Cleveland rotated big men Jared Jensen and Jon Carlisle in the post to bait Stanford center Curtis Borchardt into foul trouble, a plan that worked perfectly.

It helped that Nielsen made 11 of 16 shots for a career-high 29 points, and that feisty Travis Hansen and Bigelow were able to force Stanford sharpshooter Casey Jacobsen to take plenty of off-balance and ill-advised shots.

But who could have predicted that this team, which lost four of its starters (only Nielsen, who averaged only 6.2 points last year, is back), would be 7-2 after Saturday night with wins against Creighton, Arizona State and Stanford?

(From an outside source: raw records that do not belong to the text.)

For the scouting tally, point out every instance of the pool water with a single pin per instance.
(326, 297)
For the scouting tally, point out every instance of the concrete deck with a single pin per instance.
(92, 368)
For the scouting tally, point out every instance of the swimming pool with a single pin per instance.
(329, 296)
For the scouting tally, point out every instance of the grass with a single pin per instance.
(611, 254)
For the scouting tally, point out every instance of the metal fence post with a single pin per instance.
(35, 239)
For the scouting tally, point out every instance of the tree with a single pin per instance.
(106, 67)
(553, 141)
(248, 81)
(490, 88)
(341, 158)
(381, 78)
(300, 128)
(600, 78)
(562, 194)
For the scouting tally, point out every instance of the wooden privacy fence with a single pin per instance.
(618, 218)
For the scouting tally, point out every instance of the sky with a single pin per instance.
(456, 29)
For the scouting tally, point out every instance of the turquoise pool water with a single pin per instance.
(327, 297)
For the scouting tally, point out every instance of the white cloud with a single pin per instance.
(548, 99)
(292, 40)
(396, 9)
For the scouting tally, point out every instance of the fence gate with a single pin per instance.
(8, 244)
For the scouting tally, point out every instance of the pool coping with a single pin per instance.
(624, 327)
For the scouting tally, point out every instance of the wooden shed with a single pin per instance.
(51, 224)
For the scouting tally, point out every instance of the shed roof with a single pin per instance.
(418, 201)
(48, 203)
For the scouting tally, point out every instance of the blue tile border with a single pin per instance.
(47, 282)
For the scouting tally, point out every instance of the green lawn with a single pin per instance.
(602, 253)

Who knew that the team that won last year's regular-season conference championship and postseason conference tournament would not only survive, but thrive so early without Mekeli Wesley, last year's Mountain West player of the year, and guard Terrell Lyday, who joined Wesley on the all-conference first team?

"For what we're trying to do and where we're at, I'm really pleased with the young men," Cleveland said. "I know we've got a lot of new faces, but it's their turn to step up. Like I told them in the locker room, this is a really good win for our program, but the most important games are in the latter part of February and March.

"It's one game against a great coach and a good program that has a great deal of tradition and that's what we're trying to do, create a tradition at BYU."

Cleveland began coaching the Cougars in the 1997-98 season after seven years at Fresno City College. The Cougars have improved their record each year under Cleveland, highlighted by last year's 24-9 team that made the NCAA Tournament for the first time in six years.